The Case for Brands to Implement a Local Social Advertising Program
A common thinking is that if you’re a national brand, you should be doing national advertising. The reality is that despite how large your brand is, 75% of all transactions still occur at a local retailer. We’re not saying national advertising doesn’t have its place, but by only focusing on brand-level advertising, you’re missing out on a huge portion of your market. This is more contrarian than you realize for three primary reasons.
Social Media is a Community Platform
Facebook and Instagram, is about connecting with people you know and connecting with your community. That makes national advertising counter-intuitive to the nature of the platform itself – a proverbial orange in the apple cart. Yet Facebook’s communal approach makes it the perfect venue for the 90 million small and medium-sized businesses with Pages on the platform, 88% of which advertise on the platform. Combine those stats with knowing the average user clicks on 12 ads per month, and it becomes incredibly obvious that since Facebook is a community platform, it should be treated as such by your marketing team.
Not Every Place is the Same
The Cleveland DMA (Designated Market Area) ranges from active downtown, to bustling suburbs, to expansive farmland. At a macro level, New York City may differ vastly from Miami, but within these cities, there’s a different culture and lingo depending on what borough or area you live in. While proximity matters, local personality and cultural norms matter too. For example, if you’re trying to advertise bicycles, your creative will want to address where people typically ride in those areas, (city bikes vs beach bikes vs mountain or trail bikes), and even what they wear while riding.
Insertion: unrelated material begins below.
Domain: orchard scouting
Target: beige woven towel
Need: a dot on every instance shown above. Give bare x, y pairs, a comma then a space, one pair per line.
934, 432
Because Facebook is communal, you have to reflect relevant cultural norms if you want to see a higher level of engagement. A national or even DMA-level ad only allows you to speak about yourself, not about who you’re talking to.
Local Social Advertising Just Performs Better
It’s no wonder that marketers tend to think of Facebook and Instagram advertising as a top of the funnel activity because so many times campaigns that are branding-built are too general to effectively use the power of the social platform. Local campaigns show 2-3x more conversions* than national campaigns. Time and time again we find that marketers are able to collapse the funnel by driving things down not only to a local level, but a culturally-relevant level all the way down to the individual retailer. Local social advertising allows you to reflect your brand from initial exposure to your product all the way down to where consumers can hold it in their hand.